A Catmull-Rom spline is a $C^1$ (but not $C^2$) function, that is, its first derivative is continuous (but its second derivative might not be). However, there are splines that have $C^2$ or, in general, $C^k$ continuity.
In practice, for the purpose of interpolation, what is the difference between a $C^1$ spline (like the Catmull-Rom spline) as opposed to a $C^2$ spline? Why is the smoothness really important? How does it affect the modeling or interpolation? So, how do I determine if I need a $C^1$ or $C^2$ or, in general, $C^k$ spline as opposed to any other spline?

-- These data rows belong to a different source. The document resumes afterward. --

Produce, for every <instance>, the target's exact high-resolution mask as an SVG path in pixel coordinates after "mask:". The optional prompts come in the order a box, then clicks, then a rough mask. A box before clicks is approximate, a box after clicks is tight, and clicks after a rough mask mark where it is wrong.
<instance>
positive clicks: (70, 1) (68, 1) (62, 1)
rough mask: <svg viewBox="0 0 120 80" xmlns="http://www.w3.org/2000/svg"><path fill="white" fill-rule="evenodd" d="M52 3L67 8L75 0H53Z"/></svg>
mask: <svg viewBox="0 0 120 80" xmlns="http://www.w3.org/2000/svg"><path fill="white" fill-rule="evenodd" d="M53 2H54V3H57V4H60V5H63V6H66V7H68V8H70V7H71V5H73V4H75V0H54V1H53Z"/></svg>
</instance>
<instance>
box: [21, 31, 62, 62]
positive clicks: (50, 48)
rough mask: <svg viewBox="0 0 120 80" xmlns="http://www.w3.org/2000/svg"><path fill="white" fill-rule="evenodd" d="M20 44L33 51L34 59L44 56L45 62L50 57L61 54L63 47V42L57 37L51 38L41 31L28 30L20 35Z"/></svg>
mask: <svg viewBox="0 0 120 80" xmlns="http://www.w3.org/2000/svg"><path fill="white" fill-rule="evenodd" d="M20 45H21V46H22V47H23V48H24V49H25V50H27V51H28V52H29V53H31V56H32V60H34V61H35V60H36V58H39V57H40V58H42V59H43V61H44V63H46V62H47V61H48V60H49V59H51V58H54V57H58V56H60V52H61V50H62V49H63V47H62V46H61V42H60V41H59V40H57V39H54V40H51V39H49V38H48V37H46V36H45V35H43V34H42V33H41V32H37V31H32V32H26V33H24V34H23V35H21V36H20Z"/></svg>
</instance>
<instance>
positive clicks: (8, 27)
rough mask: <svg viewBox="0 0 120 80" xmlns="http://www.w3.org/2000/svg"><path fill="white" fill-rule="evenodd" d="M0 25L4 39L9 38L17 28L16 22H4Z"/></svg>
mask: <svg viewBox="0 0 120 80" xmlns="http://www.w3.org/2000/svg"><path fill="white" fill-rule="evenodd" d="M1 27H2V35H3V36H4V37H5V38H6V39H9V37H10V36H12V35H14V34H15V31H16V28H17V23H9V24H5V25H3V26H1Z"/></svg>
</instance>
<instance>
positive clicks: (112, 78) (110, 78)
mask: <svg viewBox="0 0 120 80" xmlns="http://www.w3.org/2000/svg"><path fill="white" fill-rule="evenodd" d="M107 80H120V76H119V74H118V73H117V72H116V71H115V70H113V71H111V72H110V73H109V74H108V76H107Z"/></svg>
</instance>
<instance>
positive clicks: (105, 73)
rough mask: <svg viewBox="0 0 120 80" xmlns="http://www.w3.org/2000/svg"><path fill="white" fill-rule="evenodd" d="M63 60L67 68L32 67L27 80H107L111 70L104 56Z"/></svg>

I'll give an example: Recently, I had a pointset $\{x_i, y_i\}$ which came from discretization of second order ODE $y'' + p(x)y' + q(x)y = f$. Then I wanted a continuous representation of the pointset, so I created a spline interpolant $s$ out of it. Now what is the error of the interpolant? You compute $$ \left\| s'' + ps' + qs - f\right\| $$
Ok, so I needed at least a $C^{2}$ spline, otherwise I can't compute $s''$. Turns out, this was bad, because if I only used a $C^2$ spline, I just had line segments between interpolation points, and those line segments said my error was worse than it really was. So I used a quintic spline, whose second derivative is a cubic spline, which gave me a really nice approximation of $s''$ to $u''$.
So that's an example! There are a million reasons why you'd choose differing level of smoothness in practice.